NEW HAVEN, CT – Every week, residents and Yale students purchase hundreds of slices of pizza from the two trucks stationed regularly on campus, but local pizzeria owners are calling the situation unfair.

Since mid-October, New Haven Pizza Truck has set up outside Sprague Memorial Hall on College Street, while Big Green Truck Pizza has parked outside the Apple store on Broadway every Monday since the beginning of the school year.

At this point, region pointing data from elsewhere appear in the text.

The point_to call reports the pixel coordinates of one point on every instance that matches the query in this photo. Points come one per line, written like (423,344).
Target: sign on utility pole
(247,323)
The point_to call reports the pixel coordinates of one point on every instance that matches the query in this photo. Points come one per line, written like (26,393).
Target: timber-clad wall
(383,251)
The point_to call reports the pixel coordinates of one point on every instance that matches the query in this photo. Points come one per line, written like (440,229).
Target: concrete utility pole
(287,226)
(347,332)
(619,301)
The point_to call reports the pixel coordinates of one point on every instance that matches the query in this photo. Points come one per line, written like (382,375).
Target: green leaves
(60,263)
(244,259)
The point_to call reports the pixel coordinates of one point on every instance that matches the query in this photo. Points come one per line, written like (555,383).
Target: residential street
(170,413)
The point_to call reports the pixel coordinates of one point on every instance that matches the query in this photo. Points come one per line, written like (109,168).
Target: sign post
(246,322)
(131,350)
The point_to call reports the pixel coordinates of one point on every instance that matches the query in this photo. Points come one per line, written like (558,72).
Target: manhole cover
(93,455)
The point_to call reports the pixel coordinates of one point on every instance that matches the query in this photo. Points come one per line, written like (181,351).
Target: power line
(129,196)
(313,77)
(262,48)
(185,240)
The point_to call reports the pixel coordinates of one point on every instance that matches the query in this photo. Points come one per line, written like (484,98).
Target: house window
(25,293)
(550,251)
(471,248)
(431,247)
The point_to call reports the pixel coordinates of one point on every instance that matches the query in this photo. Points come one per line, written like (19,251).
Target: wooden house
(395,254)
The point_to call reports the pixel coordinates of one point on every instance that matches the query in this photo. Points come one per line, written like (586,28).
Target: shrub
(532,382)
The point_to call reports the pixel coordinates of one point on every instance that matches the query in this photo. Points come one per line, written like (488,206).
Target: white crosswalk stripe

Both trucks are stationed less than one block away from sit-down pizzerias, whose managers claim that the food trucks present them with too much competition.

“Sometimes I don’t think it’s fair for them to be around where there is another pizza place,” said Marilda Marrichi, co-manager of Wall Street Pizza.

Before New Haven Pizza Truck arrived just around the corner from Wall Street Pizza, another pizza truck had been set up in the same spot.

George Koutroumanis, owner and manager of Yorkside Pizza, said that the situation is unfair because his business has to comply with laws from which the street vendors are exempt, such as sanitary regulations and higher fixed costs. In total, he said he pays around $110,000 per year in overhead.

In contrast, street vendors are only required to pay around $500 in itinerant food service fees to the city, according to the city of New Haven website.

To protect small independent restaurants, Koutroumanis suggested that the city increase the licensing fees for street vendors or limit the areas in which they are allowed to operate.